Slime can also be used to spoil meat, which is useful if you’re looking to make leather. Craft one slime with one raw meat of most vanilla types (beef, chicken, pork, rabbit), and you’ll get rotten flesh. This can then be smelted for leather or fed to your slime.
By crafting an empty bottle, a slimeball, and an enchanted book together (a shapeless recipe), you dissolve the magic into the slime and catch it, resulting in a bottle o’ enchanting. This is an easy way to get at least a small return back on your dud enchants.
Rather than turning living things into slime, you may want to turn slime into living things. To do this, you’ll feed (craft) a block of alchemical ash (we’ll get to these in a minute!) to a block of slime, resulting in a slime spawning egg. You can then craft the slime egg with an associate item to make a spawning egg for a mob, shapelessly. Use a feather to get a chicken spawn egg, a nametag to get a wolf, raw beef for a cow, mushroom stew for a mooshroom, raw pork for a pig, rabbit hide for a rabbit, wool for a sheep, ink for a squid, rotten flesh for a zombie, a bone for a skeleton, gunpowder for a creeper. Easy.

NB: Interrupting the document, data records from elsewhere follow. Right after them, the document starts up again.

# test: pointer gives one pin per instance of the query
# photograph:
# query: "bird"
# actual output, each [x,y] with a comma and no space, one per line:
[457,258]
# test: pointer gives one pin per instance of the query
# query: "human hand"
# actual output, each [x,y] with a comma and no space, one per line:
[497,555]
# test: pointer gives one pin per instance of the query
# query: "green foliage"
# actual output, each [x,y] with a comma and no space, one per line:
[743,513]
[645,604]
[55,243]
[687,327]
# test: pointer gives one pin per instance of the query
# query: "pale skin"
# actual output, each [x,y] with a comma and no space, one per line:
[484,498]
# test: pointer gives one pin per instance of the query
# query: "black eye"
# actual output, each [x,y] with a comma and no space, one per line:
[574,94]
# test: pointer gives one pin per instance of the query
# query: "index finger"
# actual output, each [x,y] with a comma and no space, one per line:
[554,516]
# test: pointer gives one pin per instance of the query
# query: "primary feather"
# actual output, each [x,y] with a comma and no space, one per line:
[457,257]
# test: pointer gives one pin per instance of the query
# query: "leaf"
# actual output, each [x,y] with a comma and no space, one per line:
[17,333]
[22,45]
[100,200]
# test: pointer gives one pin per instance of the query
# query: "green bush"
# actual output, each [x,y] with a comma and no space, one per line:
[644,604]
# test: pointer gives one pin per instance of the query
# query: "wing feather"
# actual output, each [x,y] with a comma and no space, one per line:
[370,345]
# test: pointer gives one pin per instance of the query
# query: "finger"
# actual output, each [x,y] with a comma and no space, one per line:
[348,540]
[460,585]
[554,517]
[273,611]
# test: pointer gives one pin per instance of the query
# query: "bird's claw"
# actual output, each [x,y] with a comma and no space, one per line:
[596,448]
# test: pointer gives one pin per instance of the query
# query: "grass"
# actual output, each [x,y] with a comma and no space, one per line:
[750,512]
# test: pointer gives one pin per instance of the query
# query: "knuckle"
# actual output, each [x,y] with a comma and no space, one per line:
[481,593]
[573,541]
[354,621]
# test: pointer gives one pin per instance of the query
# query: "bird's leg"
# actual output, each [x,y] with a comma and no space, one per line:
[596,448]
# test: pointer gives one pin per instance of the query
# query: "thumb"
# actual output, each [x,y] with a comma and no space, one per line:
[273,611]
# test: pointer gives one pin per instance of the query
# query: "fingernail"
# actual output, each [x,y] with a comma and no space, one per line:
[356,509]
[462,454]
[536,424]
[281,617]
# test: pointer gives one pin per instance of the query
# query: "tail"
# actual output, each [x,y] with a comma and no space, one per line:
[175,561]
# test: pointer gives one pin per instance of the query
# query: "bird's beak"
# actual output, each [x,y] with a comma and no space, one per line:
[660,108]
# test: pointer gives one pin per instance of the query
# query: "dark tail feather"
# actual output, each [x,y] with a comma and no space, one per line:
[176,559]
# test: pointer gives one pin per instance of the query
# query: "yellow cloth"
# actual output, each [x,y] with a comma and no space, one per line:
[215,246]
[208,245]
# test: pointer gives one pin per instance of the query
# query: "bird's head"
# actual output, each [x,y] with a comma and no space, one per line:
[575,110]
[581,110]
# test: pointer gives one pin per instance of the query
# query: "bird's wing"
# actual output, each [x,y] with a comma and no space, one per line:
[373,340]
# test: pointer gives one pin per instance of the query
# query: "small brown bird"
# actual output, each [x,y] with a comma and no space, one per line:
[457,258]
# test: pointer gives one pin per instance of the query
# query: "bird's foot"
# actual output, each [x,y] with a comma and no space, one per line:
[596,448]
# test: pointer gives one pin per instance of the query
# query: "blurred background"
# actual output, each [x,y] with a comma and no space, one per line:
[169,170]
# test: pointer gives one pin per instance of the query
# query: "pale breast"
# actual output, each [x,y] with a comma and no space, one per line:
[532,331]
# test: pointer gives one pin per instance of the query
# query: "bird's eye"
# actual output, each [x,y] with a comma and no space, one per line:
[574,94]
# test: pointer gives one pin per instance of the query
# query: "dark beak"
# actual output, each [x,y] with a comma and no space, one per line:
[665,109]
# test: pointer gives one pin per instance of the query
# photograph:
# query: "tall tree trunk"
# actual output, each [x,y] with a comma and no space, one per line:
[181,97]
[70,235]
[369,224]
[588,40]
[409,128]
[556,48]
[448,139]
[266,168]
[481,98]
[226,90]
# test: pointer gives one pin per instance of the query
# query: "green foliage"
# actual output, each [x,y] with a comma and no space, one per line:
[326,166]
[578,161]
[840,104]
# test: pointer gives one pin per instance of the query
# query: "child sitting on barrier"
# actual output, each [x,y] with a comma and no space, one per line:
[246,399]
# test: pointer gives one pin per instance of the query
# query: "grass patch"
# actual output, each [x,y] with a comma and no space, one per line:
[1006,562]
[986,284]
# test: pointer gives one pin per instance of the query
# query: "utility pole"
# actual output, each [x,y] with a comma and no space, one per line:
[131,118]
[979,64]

Slime can be crystallized! Put nine blocks of slime in the crafting grid, and they’ll condense into a crystal block. Crystallized slime glows, making it a handy lighting block, but it can’t be “uncrafted” back to slime.
THE CRYSTAL PORTAL
If you smelt a block of crystallized slime, you’ll get a smaller crystal that’s a key to a side world. Build a portal frame out of crystallized blocks, click with the key crystal, and you’ve got a portal to the Nowhere.
The nowhere is a dimension that’s void, bright, foggy and entirely peaceful (it’s a mushroom biome). There’s an ender-style floating island of rock at 0, 0, with the ground at about height 60, if you want a solid mass where you can build a castle, garden, or… Whatever you want. These coordinates apply to the overworld too; the dimensions overlap one-to-one for the most part, which may be useful.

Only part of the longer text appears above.